DAVID P. ELKOVITCH, AUBURN, FOR DEFENDANT-APPELLANT.
JON E. BUDELMANN, DISTRICT ATTORNEY, AUBURN (CHRISTOPHER T. VALDINA OF COUNSEL), FOR RESPONDENT.
Appeal from a judgment of the Cayuga County Court (Mark H. Fandrich, A.J.), rendered June 27, 2017. The judgment convicted defendant, upon a jury verdict, of promoting prison contraband in the first degree.
It is hereby ORDERED that the judgment so appealed from is unanimously reversed on the law and a new trial is granted.
Memorandum: Defendant appeals from a judgment, rendered upon a jury verdict, convicting defendant of promoting prison contraband in the first degree (Penal Law § 205.25 [2]). We agree with defendant that County Court erred in denying defendant's challenge for cause to prospective juror number 6 (prospective juror).
"It is well established that prospective jurors who give some indication of bias but do not provide an unequivocal assurance of impartiality must be excused for cause' " (People v Hernandez, 174 AD3d 1352, 1353 [4th Dept 2019], quoting People v Nicholas, 98 NY2d 749, 750 [2002]; see People v Arnold, 96 NY2d 358, 362 [2001]; People v Johnson, 94 NY2d 600, 614 [2000]). Here, the prospective juror gave "some indication of bias" (Nicholas, 98 NY2d at 750) by stating that her friendship with a prosecution witness "might" "affect [her] ability to be fair and impartial in this case" and that serving as a juror "might be awkward" in light of that friendship (see People v Malloy, 137 AD3d 1304, 1305 [2d Dept 2016], lv dismissed 27 NY3d 1135 [2016]; People v Walton, 51 AD3d 1148, 1148 [3d Dept 2008]; People v Moorer, 77 AD2d 575, 576 [2d Dept 1980]; cf. People v Collazo, 294 AD2d 102, 103 [1st Dept 2002], lv denied 98 NY2d 767 [2002]).

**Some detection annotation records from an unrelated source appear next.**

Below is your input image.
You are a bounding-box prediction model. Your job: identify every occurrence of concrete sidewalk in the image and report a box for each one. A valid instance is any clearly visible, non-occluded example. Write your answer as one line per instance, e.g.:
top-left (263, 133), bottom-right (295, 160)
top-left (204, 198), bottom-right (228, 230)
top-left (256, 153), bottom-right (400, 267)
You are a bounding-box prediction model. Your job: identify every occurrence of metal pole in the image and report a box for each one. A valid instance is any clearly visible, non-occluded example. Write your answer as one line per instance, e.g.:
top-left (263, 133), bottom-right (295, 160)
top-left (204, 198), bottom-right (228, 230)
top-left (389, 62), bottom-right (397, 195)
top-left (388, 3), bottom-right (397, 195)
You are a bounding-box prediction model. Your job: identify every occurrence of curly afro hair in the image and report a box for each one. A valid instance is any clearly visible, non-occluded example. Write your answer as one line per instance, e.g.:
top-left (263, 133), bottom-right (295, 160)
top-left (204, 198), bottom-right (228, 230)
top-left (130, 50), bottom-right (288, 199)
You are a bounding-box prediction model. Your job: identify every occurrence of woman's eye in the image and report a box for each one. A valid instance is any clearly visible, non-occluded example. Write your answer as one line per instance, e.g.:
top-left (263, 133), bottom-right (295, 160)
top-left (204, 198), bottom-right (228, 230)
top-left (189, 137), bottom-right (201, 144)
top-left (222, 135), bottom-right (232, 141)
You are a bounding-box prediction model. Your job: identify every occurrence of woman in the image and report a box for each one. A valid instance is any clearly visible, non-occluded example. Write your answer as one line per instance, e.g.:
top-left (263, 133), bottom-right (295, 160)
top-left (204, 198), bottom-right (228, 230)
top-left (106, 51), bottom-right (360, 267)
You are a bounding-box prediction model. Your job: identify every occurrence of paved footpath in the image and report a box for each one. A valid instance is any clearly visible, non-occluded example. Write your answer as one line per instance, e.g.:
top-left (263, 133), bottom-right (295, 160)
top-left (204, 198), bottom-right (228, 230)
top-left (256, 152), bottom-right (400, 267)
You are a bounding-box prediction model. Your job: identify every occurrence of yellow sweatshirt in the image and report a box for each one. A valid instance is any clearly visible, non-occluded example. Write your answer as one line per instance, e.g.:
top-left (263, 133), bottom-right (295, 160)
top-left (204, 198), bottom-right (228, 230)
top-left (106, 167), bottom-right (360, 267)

Contrary to the court's determination, the prospective juror did not give an unequivocal assurance of impartiality by merely stating, during follow-up questioning, that she would not feel compelled to "answer" to the witness for her verdict. The fact that a prospective juror would not feel compelled to answer to another person for their verdict does not necessarily mean that such prospective juror "can be fair" (Arnold, 96 NY2d at 362 [emphasis added]). Indeed, a person could be unable to judge a case impartially while simultaneously being confident that he or she would not have to answer for the verdict to any other person. Thus, the prospective juror's assurances that she would not feel compelled to answer to the witness for her verdict does not constitute the unequivocal assurance of impartiality required by law.
Inasmuch as defendant peremptorily challenged the prospective juror and thereafter exhausted all available peremptory challenges, we must reverse the judgment and grant defendant a new trial (see CPL 270.20 [2]; People v Mateo, 21 AD3d 1392, 1392-1393 [4th Dept 2005]). Defendant's remaining contentions are academic in light of our determination.